The ground was shaking Wednesday night in central Pennsylvania.
A 3.4 magnitude earthquake hit near the community of Honey Grove around 8:30 p.m.
“The coffee cups, of course rattled and it was just shifted like this, just a tad,” Courtney Beiler said.
Beiler was at home, just north of Mifflintown, Wednesday night when she felt a big rumble and all of a sudden, dishes in her kitchen started rattling.
“My husband was sitting on the chair, and he said my eyes were as big as saucers and his eyes were pretty big too, and we were like, ‘What just happened?'” Beiler said.
What happened was an earthquake shaking her whole house.
“It happened right in the middle of the valley and ridge, and so because the rocks here are so folded and cracked, there are a lot of these faults, these breaks in the rocks,” Harrisburg University earth system sciences assistant professor Dr. Michael Meyer said.
Meyer says it’s not surprising that the 3.4 magnitude quake was felt by so many.
“Definitely in the tens of kilometers deep, so it has a lot of very solid rock to travel through and so the more connected and sort of cold and hard the rock is, it can travel greater distances,” Dr. Meyer said.

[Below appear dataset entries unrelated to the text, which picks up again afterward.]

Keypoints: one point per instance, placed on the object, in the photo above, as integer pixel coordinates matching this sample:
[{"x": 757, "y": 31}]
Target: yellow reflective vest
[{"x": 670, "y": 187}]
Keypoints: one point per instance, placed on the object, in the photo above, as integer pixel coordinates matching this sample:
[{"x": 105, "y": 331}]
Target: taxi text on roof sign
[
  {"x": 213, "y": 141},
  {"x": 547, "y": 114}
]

But even near the epicenter in Honey Grove, many didn’t feel a thing.
“I didn’t feel much but all I heard was a big boom,” Dylan Bell said.
Meyer says we’re in a mild region.
“But we do have lots of old faults, very old faults and so sometimes those old faults, since they’re a point of weakness, they move, and they make an earthquake,” Dr. Meyer said.
Hundreds reported rumbles from Juniata County south to the Maryland line west of Harrisburg. The strongest recorded earthquake in the region was a 4.1 magnitude quake that hit Lancaster County in 1984.